Der kubanische Regime feierte an diesem Samstag in Havanna das Internationale Solidaritätstreffen mit Kuba und dem Antiimperialismus «100 Jahre mit Fidel», mit fast 800 Delegierten von 152 Organisationen aus 36 Ländern, unter dem Motto «Kuba ist nicht allein», inmitten einer beispiellosen Eskalation der Spannungen mit Washington.
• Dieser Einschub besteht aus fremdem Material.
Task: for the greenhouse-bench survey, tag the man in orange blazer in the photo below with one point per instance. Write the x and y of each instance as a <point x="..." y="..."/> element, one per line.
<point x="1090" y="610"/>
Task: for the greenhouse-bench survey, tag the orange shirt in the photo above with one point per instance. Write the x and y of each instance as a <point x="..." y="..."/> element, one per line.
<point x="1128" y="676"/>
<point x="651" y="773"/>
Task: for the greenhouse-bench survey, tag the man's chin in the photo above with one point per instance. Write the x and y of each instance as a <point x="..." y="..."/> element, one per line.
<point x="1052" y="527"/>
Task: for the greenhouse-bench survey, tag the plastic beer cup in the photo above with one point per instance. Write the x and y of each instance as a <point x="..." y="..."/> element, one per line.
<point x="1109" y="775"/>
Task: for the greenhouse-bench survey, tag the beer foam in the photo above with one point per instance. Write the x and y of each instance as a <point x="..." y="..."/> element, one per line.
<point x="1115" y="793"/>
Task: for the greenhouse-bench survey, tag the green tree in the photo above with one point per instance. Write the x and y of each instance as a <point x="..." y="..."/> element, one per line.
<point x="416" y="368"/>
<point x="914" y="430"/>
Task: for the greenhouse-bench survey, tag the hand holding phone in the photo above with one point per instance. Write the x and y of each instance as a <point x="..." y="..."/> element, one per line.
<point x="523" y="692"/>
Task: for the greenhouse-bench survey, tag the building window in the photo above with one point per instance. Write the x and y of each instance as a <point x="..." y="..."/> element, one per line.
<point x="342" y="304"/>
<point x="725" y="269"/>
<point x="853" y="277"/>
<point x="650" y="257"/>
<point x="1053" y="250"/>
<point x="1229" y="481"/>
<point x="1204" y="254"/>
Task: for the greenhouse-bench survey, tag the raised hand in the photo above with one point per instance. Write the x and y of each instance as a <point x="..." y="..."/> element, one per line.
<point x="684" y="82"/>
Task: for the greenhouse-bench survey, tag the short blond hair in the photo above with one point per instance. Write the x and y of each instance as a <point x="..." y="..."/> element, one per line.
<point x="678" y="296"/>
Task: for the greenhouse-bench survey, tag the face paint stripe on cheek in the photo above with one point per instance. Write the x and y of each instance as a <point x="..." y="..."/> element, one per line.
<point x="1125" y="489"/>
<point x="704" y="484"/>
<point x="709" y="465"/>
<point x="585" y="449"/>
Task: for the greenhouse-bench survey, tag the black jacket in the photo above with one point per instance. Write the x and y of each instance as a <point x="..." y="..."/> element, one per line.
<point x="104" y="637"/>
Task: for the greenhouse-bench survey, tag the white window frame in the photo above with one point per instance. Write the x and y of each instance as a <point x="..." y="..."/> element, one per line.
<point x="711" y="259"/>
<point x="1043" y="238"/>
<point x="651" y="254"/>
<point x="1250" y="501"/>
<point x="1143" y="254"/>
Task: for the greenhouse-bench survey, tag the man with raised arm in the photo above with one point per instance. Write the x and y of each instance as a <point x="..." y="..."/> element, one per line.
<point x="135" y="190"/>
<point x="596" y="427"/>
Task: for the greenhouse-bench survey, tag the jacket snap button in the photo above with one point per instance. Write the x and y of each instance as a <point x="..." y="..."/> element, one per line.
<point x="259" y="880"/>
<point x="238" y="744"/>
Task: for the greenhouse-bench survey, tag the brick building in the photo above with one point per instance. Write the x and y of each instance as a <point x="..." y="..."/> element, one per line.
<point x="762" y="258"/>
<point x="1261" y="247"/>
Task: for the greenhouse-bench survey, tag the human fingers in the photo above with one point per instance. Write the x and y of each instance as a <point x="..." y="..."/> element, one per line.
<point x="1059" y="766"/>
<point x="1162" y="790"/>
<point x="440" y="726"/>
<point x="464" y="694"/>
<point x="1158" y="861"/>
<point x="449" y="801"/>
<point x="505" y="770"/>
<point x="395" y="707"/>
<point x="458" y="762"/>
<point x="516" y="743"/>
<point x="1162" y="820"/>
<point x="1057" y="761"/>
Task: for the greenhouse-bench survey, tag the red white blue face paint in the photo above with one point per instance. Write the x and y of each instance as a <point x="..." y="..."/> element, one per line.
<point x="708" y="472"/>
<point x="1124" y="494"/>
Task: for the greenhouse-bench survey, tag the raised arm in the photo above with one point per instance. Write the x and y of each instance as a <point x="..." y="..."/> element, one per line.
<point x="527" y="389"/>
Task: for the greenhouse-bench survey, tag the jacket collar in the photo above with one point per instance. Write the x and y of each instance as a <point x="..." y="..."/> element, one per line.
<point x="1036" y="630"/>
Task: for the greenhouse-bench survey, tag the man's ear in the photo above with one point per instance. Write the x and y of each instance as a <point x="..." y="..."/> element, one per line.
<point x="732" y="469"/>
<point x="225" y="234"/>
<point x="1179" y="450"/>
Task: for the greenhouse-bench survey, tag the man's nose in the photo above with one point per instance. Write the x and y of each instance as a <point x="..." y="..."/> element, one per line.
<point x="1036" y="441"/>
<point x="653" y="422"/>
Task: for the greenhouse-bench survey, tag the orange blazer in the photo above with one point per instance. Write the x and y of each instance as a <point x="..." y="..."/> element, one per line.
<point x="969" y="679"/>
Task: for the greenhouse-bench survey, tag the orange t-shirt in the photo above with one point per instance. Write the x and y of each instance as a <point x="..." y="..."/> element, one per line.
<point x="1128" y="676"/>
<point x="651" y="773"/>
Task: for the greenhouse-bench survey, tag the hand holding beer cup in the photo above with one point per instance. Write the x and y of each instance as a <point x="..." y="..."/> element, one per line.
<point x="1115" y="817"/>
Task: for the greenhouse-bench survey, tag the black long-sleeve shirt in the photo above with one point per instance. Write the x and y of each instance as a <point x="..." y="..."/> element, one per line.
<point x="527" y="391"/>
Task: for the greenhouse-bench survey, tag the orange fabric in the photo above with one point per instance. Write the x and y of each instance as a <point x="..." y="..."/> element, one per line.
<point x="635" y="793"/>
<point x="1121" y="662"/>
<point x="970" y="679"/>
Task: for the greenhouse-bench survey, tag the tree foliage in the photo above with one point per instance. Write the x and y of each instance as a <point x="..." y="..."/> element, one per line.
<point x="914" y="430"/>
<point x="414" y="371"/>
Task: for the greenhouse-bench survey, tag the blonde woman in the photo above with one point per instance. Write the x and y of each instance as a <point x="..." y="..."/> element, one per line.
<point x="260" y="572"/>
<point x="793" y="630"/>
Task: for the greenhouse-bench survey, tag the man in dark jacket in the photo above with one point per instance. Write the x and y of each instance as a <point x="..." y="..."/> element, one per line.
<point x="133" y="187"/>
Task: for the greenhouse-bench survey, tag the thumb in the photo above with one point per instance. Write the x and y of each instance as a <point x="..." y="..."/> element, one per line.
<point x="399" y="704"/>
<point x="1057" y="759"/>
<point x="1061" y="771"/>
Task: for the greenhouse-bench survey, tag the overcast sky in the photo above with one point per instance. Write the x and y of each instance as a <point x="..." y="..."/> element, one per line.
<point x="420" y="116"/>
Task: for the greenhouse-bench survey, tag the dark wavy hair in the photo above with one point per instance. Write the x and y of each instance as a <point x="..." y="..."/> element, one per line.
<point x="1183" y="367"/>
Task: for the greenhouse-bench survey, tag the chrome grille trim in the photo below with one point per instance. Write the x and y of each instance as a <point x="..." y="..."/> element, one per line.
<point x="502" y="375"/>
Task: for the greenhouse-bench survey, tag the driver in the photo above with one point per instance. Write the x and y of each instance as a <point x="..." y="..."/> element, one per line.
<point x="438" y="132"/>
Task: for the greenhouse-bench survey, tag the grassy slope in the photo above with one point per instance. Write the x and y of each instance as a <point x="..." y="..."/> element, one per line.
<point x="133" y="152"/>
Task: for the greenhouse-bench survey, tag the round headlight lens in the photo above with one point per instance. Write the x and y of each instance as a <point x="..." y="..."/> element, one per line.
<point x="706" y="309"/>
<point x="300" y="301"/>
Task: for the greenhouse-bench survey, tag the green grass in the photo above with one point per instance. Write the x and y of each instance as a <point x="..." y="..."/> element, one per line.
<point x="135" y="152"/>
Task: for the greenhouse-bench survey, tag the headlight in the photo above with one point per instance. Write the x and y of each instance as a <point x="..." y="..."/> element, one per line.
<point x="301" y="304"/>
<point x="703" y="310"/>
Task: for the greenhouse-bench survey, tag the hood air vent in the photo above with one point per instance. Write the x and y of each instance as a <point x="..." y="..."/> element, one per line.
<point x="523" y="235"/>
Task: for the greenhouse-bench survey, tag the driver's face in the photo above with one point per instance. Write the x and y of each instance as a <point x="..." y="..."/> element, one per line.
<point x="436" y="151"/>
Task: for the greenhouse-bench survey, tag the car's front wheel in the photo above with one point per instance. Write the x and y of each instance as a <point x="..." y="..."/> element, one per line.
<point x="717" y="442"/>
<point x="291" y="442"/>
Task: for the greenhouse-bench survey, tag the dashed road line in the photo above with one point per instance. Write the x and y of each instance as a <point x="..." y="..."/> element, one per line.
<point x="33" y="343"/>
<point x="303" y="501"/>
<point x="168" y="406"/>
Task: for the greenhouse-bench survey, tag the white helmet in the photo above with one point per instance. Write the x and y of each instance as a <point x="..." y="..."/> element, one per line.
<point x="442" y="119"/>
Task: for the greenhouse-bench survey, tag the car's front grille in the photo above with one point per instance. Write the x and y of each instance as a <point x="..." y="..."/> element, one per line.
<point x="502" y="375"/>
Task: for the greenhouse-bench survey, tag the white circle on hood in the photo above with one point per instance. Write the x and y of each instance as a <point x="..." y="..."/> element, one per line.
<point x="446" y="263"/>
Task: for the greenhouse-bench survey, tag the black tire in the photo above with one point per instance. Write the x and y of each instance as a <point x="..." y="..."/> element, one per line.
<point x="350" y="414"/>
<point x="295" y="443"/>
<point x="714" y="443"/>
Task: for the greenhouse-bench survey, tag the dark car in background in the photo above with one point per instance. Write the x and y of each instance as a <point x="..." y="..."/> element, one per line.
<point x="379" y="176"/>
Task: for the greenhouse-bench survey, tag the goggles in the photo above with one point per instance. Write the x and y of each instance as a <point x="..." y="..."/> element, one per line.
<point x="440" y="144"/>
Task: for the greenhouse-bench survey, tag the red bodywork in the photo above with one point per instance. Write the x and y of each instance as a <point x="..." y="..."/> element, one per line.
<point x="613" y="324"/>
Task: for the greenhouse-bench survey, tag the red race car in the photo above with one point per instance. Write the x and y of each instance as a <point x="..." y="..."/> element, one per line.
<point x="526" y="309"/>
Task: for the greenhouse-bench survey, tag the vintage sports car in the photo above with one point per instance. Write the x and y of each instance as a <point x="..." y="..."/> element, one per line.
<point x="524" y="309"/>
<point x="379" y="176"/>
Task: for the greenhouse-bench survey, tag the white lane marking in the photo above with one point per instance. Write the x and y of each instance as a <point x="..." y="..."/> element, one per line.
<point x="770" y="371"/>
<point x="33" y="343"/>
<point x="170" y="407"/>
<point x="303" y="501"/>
Der Präsident Miguel Díaz-Canel leitete die Veranstaltung, die einige Stunden vor der ersten Mai-Kundgebung stattfand, die in diesem Jahr zur Antiimperialistischen Tribüne José Martí — vor der Botschaft der Vereinigten Staaten am Malecón von Havanna — unter dem Motto „Das Vaterland wird verteidigt“ verlegt wurde.
Der Akt des Ersten Mai wurde ebenfalls von Raúl Castro geleitet, in seiner ersten öffentlichen Erscheinung seit Dezember 2025, zusammen mit Díaz-Canel.
Das Solidaritätstreffen findet in einem Kontext maximalen Drucks der Vereinigten Staaten statt.
Dieses Samstag hat Trump eine neue Exekutive angeordnet, die die Sanktionen gegen Kuba ausweitet, indem sie Vermögenswerte im Zusammenhang mit Energie, Verteidigung, Bergbau und Finanzdienstleistungen blockiert und sekundäre Sanktionen gegen ausländische Banken verhängt, die mit der kubanischen Regierung Geschäfte machen.

Am Tag zuvor hatte Trump bei einem privaten Abendessen des Forum Club in West Palm Beach gedroht, den Flugzeugträger USS Abraham Lincoln an die Küsten Kubas zu senden, um die Kapitulation des Regimes zu erzwingen, und versichert, dass die Vereinigten Staaten «Kuba fast sofort» nach Abschluss der Operationen im Iran «einnehmen» werden.
Díaz-Canel reagierte mit einer herausfordernden Erklärung, in der er feststellte, dass „kein Aggressor, so mächtig er auch sein mag, in Kuba auf Kapitulation stoßen wird“ und dass jeder Angreifer „auf ein Volk stoßen wird, das entschlossen ist, die Souveränität und Unabhängigkeit in jedem Winkel des Nationalterritoriums zu verteidigen“.
Der Außenminister Bruno Rodríguez bezeichnete die neuen Sanktionen von Trump als «kollektive Bestrafung des kubanischen Volkes» und prangerte sie als «illegal und missbräuchlich» an.
Das Regime nutzte den Akt des Ersten Mai, um 6.230.973 Unterschriften der Kampagne „Meine Unterschrift für die Heimat“ als Beweis für die öffentliche Unterstützung zu präsentieren, die symbolisch an Raúl Castro und Díaz-Canel überreicht wurden.
Kritiker und Gegner beurteilen die Zahl als unmöglich ohne massive Zwangsmaßnahmen, da sie mehr als 56% der gesamten kubanischen Bevölkerung einschließen würde, einschließlich Kinder und ältere Menschen.
Die Nacht vor der Parade wurden Kinder aus ihren Schulen geholt in San Miguel del Padrón und Santiago de Cuba, um an den vorhergehenden Märschen teilzunehmen, und der unabhängige Journalist Ángel Cuza wurde vor seiner Tochter von Agenten der Staatssicherheit verhaftet.
Das kubanische Regime erklärte 2026 zum „Jahr der Vorbereitung auf die Verteidigung“. Im April hatte Díaz-Canel das Volk bereits aufgerufen, sich auf den Kampf vorzubereiten, indem er die Doktrin des „Volkskriegs“ anführte, während er in einem Interview mit Newsweek warnte: „Wenn es zu einer militärischen Aggression kommt, werden wir kontern, kämpfen, uns verteidigen.“
Seit dem Beginn von Trumps zweiter Amtszeit hat die Regierung mehr als 240 Sanktionen gegen Cuba verhängt. Die Maßnahmen haben die kubanischen Ölimporte um 80 % bis 90 % reduziert, was in mehr als 55 % des Gebiets zu täglichen Stromausfällen von bis zu 25 Stunden geführt hat, mit direkten und verheerenden Auswirkungen auf die Zivilbevölkerung.